I’m not entirely sure who is likely to read this blog, it could be a relatively wide range of people.  I’ve written it to try and be helpful, let me know in the comments or via info@paulrawlinson.co.uk if it’s made you think about taking some action.  If there is something you don’t understand or I have missed out then also get in touch and I’ll try to answer your question or be a little clearer.

If you are on-board with the idea of doing this but aren’t sure about how to get it done or would like a little help then again get in touch, I’ll see if I can offer some advice or put you in touch with someone that might be able to help.

If you’re someone that helps small businesses with putting this process in place then I’d be keen to hear from you too.

The next post following on in this series is ‘How to engineer a cafe menu‘.

6 Comments Add yours

  1. Tina Silver says:

    Very interesting reading. I like the fact you haven’t sugar coated the work involved, but also highlight the upside.
    What formulas do you use for calculating wages and overheads?

    1. Paul says:

      Hi Tina,

      Thanks for reading.

      With the cafe already open we don’t need to do any calculations around overheads – we just need to record them (and then try to decrease them without impacting the guest experience).

      Wages are a different issue altogether!

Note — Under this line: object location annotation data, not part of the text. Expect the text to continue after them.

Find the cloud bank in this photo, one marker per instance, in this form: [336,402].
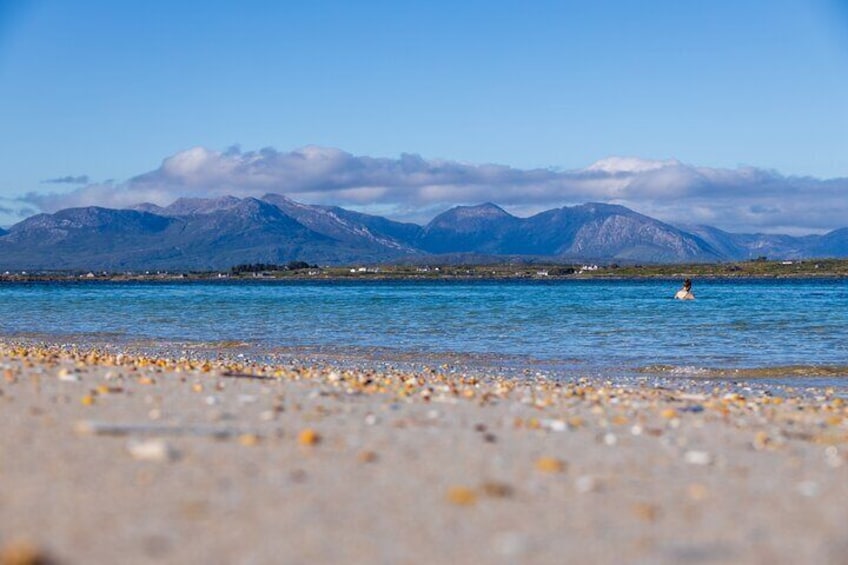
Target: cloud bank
[745,199]
[70,179]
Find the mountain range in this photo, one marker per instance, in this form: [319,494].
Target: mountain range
[215,234]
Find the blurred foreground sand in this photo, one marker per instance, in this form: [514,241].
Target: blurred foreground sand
[110,458]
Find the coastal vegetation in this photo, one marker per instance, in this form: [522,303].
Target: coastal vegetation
[758,268]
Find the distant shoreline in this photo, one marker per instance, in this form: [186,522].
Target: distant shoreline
[758,269]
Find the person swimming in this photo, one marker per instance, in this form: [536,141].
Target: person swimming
[685,293]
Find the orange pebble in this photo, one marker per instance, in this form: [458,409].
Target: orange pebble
[550,465]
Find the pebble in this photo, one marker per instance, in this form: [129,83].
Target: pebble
[586,483]
[461,496]
[550,465]
[697,457]
[154,450]
[22,552]
[308,436]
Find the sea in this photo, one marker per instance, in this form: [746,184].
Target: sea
[792,332]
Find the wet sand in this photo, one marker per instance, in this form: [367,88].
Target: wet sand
[115,458]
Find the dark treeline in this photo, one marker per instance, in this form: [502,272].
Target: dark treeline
[267,267]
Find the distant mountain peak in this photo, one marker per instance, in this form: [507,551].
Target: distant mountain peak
[193,206]
[217,233]
[487,210]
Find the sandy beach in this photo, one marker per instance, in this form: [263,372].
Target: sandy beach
[109,457]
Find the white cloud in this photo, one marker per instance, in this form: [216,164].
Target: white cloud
[410,187]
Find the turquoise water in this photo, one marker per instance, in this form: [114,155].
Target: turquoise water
[764,327]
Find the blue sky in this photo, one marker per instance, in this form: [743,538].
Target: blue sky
[98,93]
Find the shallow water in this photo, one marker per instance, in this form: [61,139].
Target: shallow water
[789,330]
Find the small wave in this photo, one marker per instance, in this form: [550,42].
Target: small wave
[799,372]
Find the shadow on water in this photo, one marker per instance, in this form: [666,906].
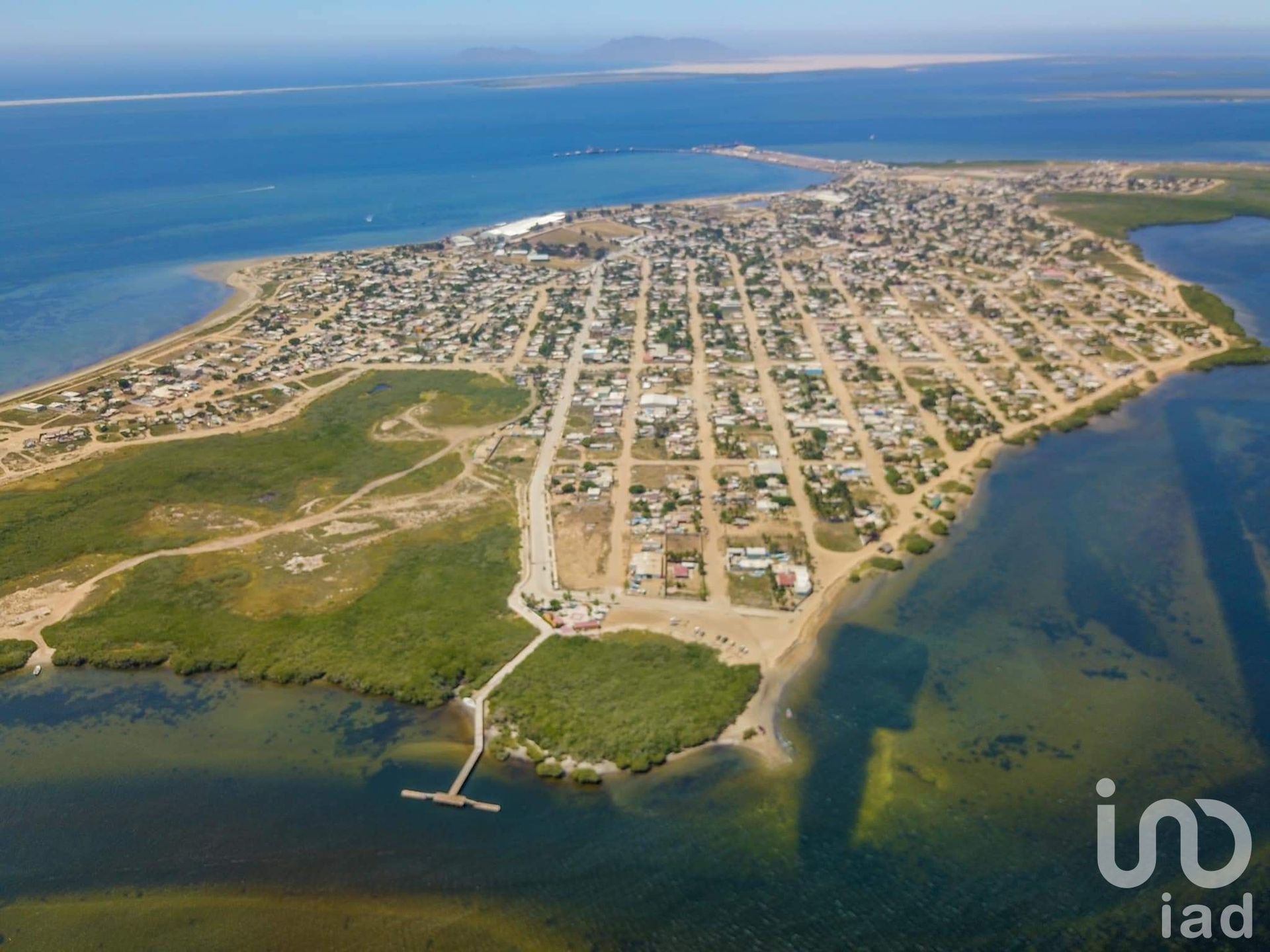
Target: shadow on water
[876,678]
[1224,531]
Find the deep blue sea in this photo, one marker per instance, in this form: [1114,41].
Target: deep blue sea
[106,207]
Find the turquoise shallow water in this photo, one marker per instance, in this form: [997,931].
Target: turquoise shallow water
[105,208]
[1100,612]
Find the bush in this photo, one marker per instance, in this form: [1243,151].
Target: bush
[886,564]
[16,654]
[917,545]
[552,770]
[629,697]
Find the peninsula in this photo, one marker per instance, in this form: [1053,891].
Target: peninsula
[599,475]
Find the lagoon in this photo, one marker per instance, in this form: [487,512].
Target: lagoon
[1101,611]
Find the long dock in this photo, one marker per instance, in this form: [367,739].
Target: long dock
[539,571]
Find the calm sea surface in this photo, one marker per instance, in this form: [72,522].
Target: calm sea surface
[1100,614]
[105,207]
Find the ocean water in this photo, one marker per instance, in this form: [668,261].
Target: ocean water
[105,208]
[1101,612]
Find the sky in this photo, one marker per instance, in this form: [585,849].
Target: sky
[759,26]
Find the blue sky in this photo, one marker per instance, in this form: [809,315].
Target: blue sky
[556,23]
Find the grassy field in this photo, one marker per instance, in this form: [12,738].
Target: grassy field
[15,654]
[426,479]
[102,507]
[433,619]
[1246,192]
[630,697]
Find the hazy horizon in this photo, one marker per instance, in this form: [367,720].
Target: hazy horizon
[563,26]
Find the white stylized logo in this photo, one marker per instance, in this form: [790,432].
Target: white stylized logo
[1199,918]
[1189,826]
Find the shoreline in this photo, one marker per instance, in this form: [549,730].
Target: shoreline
[244,294]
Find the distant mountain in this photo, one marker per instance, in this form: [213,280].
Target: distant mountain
[499,55]
[659,50]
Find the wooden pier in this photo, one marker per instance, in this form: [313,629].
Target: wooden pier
[458,800]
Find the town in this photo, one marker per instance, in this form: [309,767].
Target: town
[741,403]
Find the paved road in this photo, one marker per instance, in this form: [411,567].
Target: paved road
[540,557]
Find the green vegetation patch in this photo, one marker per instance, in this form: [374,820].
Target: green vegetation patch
[16,654]
[1212,309]
[435,621]
[102,507]
[1234,357]
[1099,408]
[629,697]
[427,477]
[917,545]
[884,564]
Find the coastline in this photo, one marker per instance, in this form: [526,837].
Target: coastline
[840,596]
[244,295]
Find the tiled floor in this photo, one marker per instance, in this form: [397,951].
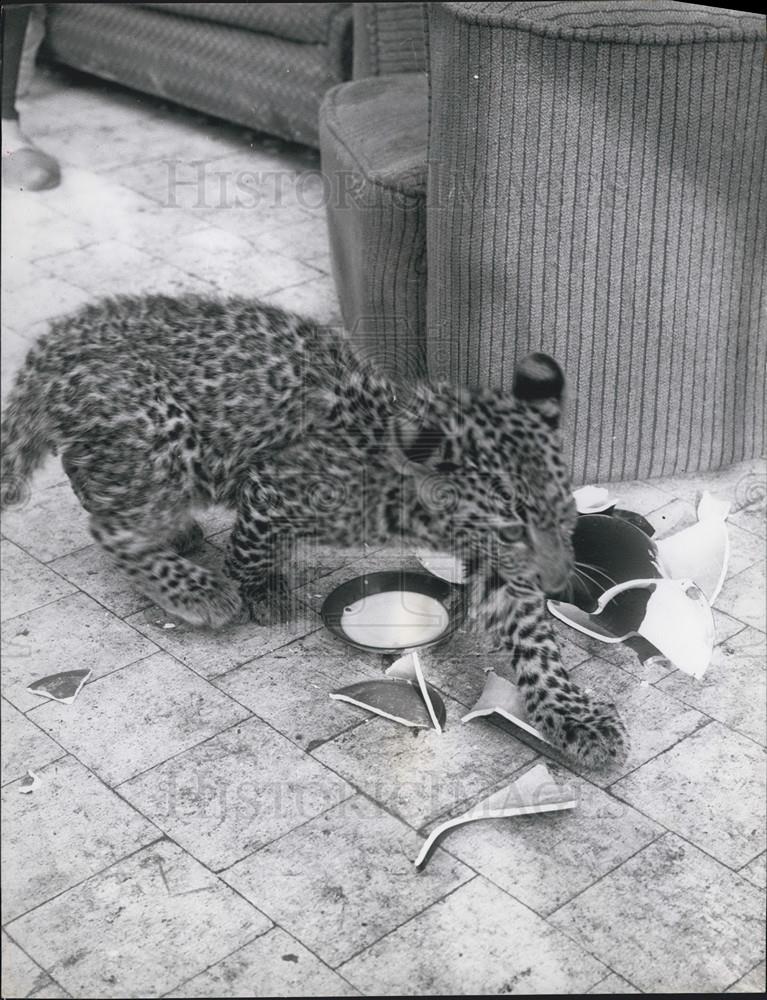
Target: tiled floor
[208,822]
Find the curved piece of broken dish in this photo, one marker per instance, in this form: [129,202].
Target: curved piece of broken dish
[63,687]
[409,668]
[403,696]
[593,499]
[702,551]
[673,615]
[535,792]
[501,697]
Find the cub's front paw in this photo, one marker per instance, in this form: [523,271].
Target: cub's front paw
[271,603]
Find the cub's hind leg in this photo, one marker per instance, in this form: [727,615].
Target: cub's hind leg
[259,550]
[180,587]
[587,730]
[188,537]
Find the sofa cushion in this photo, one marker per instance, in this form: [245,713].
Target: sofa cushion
[643,21]
[298,22]
[383,121]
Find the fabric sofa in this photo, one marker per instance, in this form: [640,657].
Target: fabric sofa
[262,65]
[595,188]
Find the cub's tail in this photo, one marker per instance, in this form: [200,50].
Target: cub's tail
[27,434]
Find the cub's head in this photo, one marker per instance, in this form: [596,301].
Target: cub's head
[488,474]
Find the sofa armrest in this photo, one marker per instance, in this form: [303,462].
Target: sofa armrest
[389,38]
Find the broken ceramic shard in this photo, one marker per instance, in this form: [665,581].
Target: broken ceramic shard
[701,552]
[442,564]
[63,687]
[501,697]
[28,783]
[403,696]
[409,668]
[628,585]
[535,792]
[593,500]
[673,615]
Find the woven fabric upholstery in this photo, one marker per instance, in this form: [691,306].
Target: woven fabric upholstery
[608,204]
[373,147]
[257,80]
[389,38]
[299,22]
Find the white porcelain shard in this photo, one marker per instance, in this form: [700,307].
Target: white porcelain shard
[701,552]
[501,697]
[409,668]
[535,792]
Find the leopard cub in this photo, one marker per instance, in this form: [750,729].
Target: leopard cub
[160,406]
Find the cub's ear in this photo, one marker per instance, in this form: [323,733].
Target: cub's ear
[539,382]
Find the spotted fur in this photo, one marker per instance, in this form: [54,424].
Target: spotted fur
[161,406]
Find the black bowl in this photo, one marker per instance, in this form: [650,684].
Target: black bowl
[450,597]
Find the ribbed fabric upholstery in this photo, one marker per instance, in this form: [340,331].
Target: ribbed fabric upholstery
[389,38]
[258,80]
[299,22]
[373,147]
[606,203]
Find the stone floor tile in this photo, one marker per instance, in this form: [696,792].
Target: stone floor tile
[52,523]
[290,687]
[13,351]
[640,495]
[732,690]
[476,941]
[21,976]
[139,927]
[671,919]
[614,985]
[111,266]
[708,788]
[315,298]
[50,991]
[232,794]
[341,881]
[69,827]
[420,774]
[654,721]
[25,746]
[232,265]
[43,299]
[754,981]
[26,584]
[138,717]
[752,517]
[94,571]
[73,633]
[210,653]
[745,550]
[730,483]
[756,871]
[545,860]
[743,596]
[274,965]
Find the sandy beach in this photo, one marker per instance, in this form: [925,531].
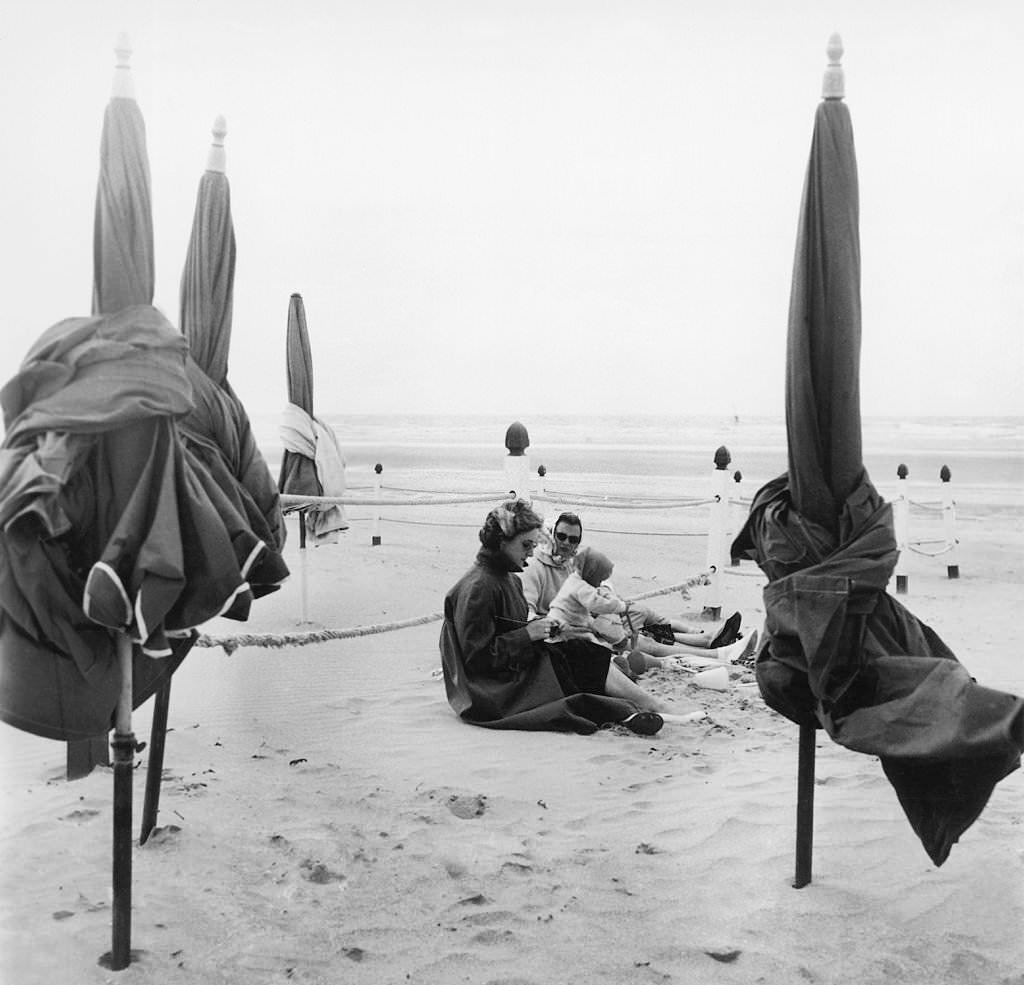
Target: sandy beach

That refers to your overall model and the type of business you are running. In my business we’re aiming for Cost of Sales (COS) to be 20% of turnover and then to keep wages at 43% of turnover. That is a result of our model (we make most things from scratch so have more chef wages) and I’m carrying some extra cost because there are certain other choices I’ve made about how I’d like things to run. Clearly there are plenty of different ways to switch these numbers around depending on your product mix and your personal outlook on how you’d like to do things.

      Most cafe/coffee shop industry advice suggests 10% of turnover as a maximum for rent and 5% for rates. If you are at the top end of all those figures you’ve already spent 78% of turnover, so overheads and profit are going to come out of the remaining 22%.

      Is this an area you’re looking at within your business?